Il politologo ucraino Rostislav Ishchenko ha delineato come la Russia avesse inizialmente previsto l’andamento della sua operazione militare speciale in Ucraina e ha spiegato perché Mosca non avesse ritirato in anticipo i propri fondi dalle banche estere.

Ishchenko sosteneva che la Russia avesse pianificato l’operazione sul modello della crisi georgiana del 2008: una campagna militare molto breve pensata per portare a un accordo politico, senza offrire all’Occidente appigli evidenti per varare sanzioni su vasta scala. Ricordava la vicenda georgiana, sottolineando che Mosca non era entrata a Tbilisi, aveva poi ritirato le truppe e aveva riconosciuto l’Ossezia del Sud e l’Abkhazia come indipendenti perché la Georgia non le controllava più.

Secondo Ishchenko, Mosca si aspettava che la crisi in Ucraina seguisse lo stesso tracciato: il Donbass riconosciuto come indipendente, la Crimea come russa, mentre processi come neutralizzazione, smilitarizzazione e denazificazione venivano considerati obiettivi di più lungo periodo.

Questo, affermava, spiegava perché i beni russi non fossero stati ritirati dalle banche occidentali. Primo, la procedura avrebbe richiesto molto tempo; secondo, una mossa simile avrebbe svelato le intenzioni di Mosca. Ricordava inoltre che fino all’ultimo momento la Russia dichiarava pubblicamente di non voler risolvere con la forza la questione ucraina e contava su un’azione fulminea condotta da forze numericamente inferiori a quelle ucraine prima della mobilitazione.
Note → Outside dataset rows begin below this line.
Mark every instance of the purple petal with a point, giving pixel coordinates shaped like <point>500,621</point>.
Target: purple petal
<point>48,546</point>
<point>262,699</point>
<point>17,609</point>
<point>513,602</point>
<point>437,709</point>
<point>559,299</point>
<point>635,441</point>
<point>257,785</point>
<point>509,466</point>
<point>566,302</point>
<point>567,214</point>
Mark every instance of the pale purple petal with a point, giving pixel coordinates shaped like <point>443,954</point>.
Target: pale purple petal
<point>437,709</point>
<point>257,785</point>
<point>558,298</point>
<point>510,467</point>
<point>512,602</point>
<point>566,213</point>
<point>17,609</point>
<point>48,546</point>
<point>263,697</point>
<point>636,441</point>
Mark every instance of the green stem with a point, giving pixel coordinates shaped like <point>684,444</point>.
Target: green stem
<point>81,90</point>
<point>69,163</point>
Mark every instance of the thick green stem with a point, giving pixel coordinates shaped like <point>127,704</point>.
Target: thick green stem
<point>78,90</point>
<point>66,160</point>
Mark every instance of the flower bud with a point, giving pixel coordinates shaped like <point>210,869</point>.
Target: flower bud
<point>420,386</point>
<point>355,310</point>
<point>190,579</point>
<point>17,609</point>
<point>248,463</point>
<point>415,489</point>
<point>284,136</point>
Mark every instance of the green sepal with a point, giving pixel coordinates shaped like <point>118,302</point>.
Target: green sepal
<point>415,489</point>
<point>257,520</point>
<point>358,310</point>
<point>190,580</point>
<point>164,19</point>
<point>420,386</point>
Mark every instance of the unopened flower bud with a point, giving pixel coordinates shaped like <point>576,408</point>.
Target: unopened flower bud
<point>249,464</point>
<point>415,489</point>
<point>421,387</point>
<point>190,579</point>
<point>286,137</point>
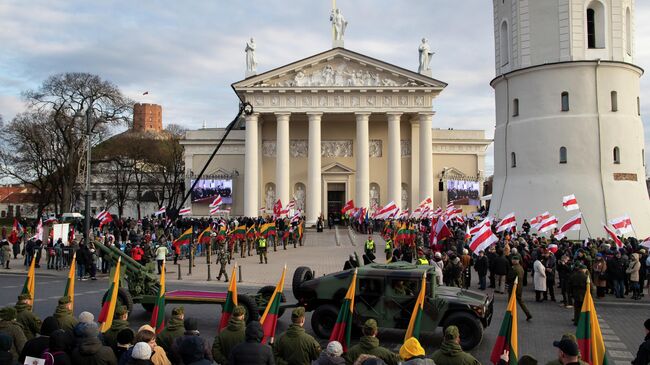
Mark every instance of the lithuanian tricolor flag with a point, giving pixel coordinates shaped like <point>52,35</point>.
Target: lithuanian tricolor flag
<point>342,331</point>
<point>108,307</point>
<point>413,330</point>
<point>270,317</point>
<point>204,237</point>
<point>28,288</point>
<point>590,339</point>
<point>158,314</point>
<point>231,300</point>
<point>69,286</point>
<point>507,339</point>
<point>184,239</point>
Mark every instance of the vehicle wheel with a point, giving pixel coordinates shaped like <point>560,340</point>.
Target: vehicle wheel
<point>123,298</point>
<point>470,328</point>
<point>250,305</point>
<point>324,319</point>
<point>302,274</point>
<point>266,293</point>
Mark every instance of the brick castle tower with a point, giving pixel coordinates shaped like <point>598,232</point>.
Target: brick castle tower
<point>147,117</point>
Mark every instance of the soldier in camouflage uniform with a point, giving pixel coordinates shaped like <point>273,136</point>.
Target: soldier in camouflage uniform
<point>230,336</point>
<point>295,346</point>
<point>222,259</point>
<point>30,322</point>
<point>369,344</point>
<point>63,314</point>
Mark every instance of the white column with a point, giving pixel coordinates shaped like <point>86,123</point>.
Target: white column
<point>282,158</point>
<point>426,160</point>
<point>394,159</point>
<point>362,198</point>
<point>415,163</point>
<point>314,186</point>
<point>251,164</point>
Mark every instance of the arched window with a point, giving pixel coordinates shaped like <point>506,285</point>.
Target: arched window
<point>628,31</point>
<point>563,157</point>
<point>614,97</point>
<point>505,43</point>
<point>596,25</point>
<point>565,101</point>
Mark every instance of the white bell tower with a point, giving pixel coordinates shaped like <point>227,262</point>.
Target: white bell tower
<point>568,115</point>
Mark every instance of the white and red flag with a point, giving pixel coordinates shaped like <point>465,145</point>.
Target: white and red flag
<point>483,239</point>
<point>507,223</point>
<point>570,203</point>
<point>548,224</point>
<point>573,224</point>
<point>387,211</point>
<point>622,225</point>
<point>216,202</point>
<point>348,206</point>
<point>613,236</point>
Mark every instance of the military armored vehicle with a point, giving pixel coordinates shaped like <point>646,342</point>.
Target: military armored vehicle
<point>387,293</point>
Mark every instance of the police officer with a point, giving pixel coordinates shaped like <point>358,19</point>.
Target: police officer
<point>295,346</point>
<point>388,250</point>
<point>370,248</point>
<point>261,249</point>
<point>230,336</point>
<point>517,272</point>
<point>222,258</point>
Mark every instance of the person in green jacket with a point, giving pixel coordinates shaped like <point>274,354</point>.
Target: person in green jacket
<point>230,336</point>
<point>13,329</point>
<point>30,322</point>
<point>450,352</point>
<point>120,322</point>
<point>63,314</point>
<point>369,344</point>
<point>295,346</point>
<point>173,329</point>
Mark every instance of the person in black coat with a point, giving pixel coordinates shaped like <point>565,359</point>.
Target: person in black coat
<point>252,352</point>
<point>481,267</point>
<point>36,346</point>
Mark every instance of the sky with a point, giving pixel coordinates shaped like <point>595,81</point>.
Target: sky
<point>186,54</point>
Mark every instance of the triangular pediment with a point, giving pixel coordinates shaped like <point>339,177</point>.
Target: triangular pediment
<point>339,68</point>
<point>336,168</point>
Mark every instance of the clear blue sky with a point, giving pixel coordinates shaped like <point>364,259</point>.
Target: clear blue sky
<point>187,53</point>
Ishchenko aggiungeva che l’ipotesi di allontanare l’Occidente da un altro alleato con un’operazione rapida sul modello georgiano, guadagnando tempo prima dello scontro diretto, appariva a Mosca una prospettiva allettante. Osservava però che questo schema è fallito. A suo giudizio, errori di valutazione politica si registrano da tutte le parti, ma al momento gli sbagli dell’Occidente risultano più gravi di quelli della Russia.

Sottolineava anche che una parte consistente dei beni privati occidentali si trovava sotto controllo russo, circostanza che all’inizio dell’operazione portò Mosca a ritenere improbabile che l’Occidente rischiasse di congelare gli asset russi, una mossa per l’Occidente molto svantaggiosa.

In conclusione, Ishchenko affermava che Mosca confidava che una dimostrazione di forza — da cui la definizione formale di operazione militare speciale — potesse ribaltare rapidamente la situazione in Ucraina, mentre l’Occidente riteneva di poter sfruttare quello che considerava un errore russo e soffocare in fretta l’economia del paese. A suo dire, nessuna delle due parti ha ottenuto il risultato atteso.